When Ariel Roth’s clients,a young family of five in a suburb of Boston, asked her to dress down their formal dining room, she went right for the wallpaper.
“They wanted the rooms in their early 1900s Colonial to be fun and comfortable,” says Roth, an interior designer with Helios Design Group in the Jamaica Plain, Massachusetts. They enthusiastically embraced her suggestion to cover all four walls of the formal dining room with whimsical wallpaper. “We used the word ‘happy’ a lot,” the Boston designer says.
The wallcovering she chose? Flat Vernacular Swallowtail, an organic, stone-like pattern in a mix of sweet and earthy colors. She pulled out the pink with simple drapes, and grounded the room by painting the millwork in Benjamin Moore Old Navy.
Photo by Michael J. Lee
I wrote about this space last year in the Boston Globe Magazine, a year ago. Here, I pulled similar pieces so you can pull the look together on your own. (Or call the designer, I’m sure she’d love to hear from you!)
One of the loveliest designers in Boston, Dana Arazi of Arazi Levine (she’s actually an architectural designer trained in Tel Aviv), re-imagined this historic 1,200-square-foot condo in Back Bay for a young couple. I’ll talk about the dining room in this post, but you can read about the rest of the project (and look at the photographs) at Boston Home Magazine.
Photo by Joyelle West
Both Arazi and the couple adored the original woodwork of the grand dining/living space which overlooks the Charles River. The other driving force was the decision to create a design with art deco flavor which Arazi felt merged the couple’s disparate tastes well. “I said to them, ‘What if we go a bit art deco?'” Arazi recalls, noting that the look offers a clean geometry for the husband, who likes modern, and rich materials for the wife, who favors vintage. They loved the idea
To keep the shelves from becoming a too busy backdrop, Arazi found Chinoiserie triptych panels that fit within the vertical openings of the woodwork perfectly (once she removed some shelves). She looked at a million options, but felt that the hand-painted scene was in sync with the Esplanade landscape—specifically its stone bridges and cherry trees—and brought the view inside. She also loved the blue tone with the rich wood and knew the romantic vibe would resonate with the wife.
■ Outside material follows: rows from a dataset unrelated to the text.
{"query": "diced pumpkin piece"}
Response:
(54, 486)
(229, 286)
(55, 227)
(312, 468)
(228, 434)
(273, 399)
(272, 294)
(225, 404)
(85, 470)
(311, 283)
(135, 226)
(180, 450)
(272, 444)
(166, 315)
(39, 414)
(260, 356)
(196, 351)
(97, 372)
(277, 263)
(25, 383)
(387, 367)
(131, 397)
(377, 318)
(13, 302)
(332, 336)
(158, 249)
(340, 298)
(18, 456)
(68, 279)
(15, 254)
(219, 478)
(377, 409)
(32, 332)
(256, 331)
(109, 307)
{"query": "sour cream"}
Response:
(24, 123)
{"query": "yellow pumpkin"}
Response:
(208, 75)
The branch chandelier and CB2 glass dining table (so well-priced at $399) nods to the husband’s more modern leanings. “They balance the room so not everything looks old,” Arazi says. As for the tables absolutely spare lines she says, the designer points out that the table basically disappears, letting the art and wood be the focus. The CB2 brass and leather dining chairs (the wife loves brass) are comfortable and have an art deco silhouette.
The main ingredients Arazi used in this dining room are available retail (and happen to be StyleCarrot partners). Even if you don’t have 100+year old woodwork, or any built-ins at all, you can make this design work in your home. I lined this scheme with freestanding bookshelves for a look as close to the Back Bay dining room as possible, but you could do a grasscloth wallpaper or a textural wood buffet to anchor the wall and artwork.
With vaccine life on the horizon, I’m thinking that dining rooms might need sprucing up. Throw the kids and their laptops back to their bedrooms and classrooms, and reclaim your entertaining space. I’m sure you practiced plenty of recipes during lockdown. It’s almost time to put them to use for friends.
I love this dining room for its fearlessness. I’ve seen other dining rooms with Kelly Wearstler Graffito wallpaper and adore them. This one by designer Martha O’Hara takes it to another level by pairing an equally busy, but geometric rather than organic, pattern on the floor. Then, O’Hara prettifies it with a floral chandelier and goes for color with green velvet head chairs.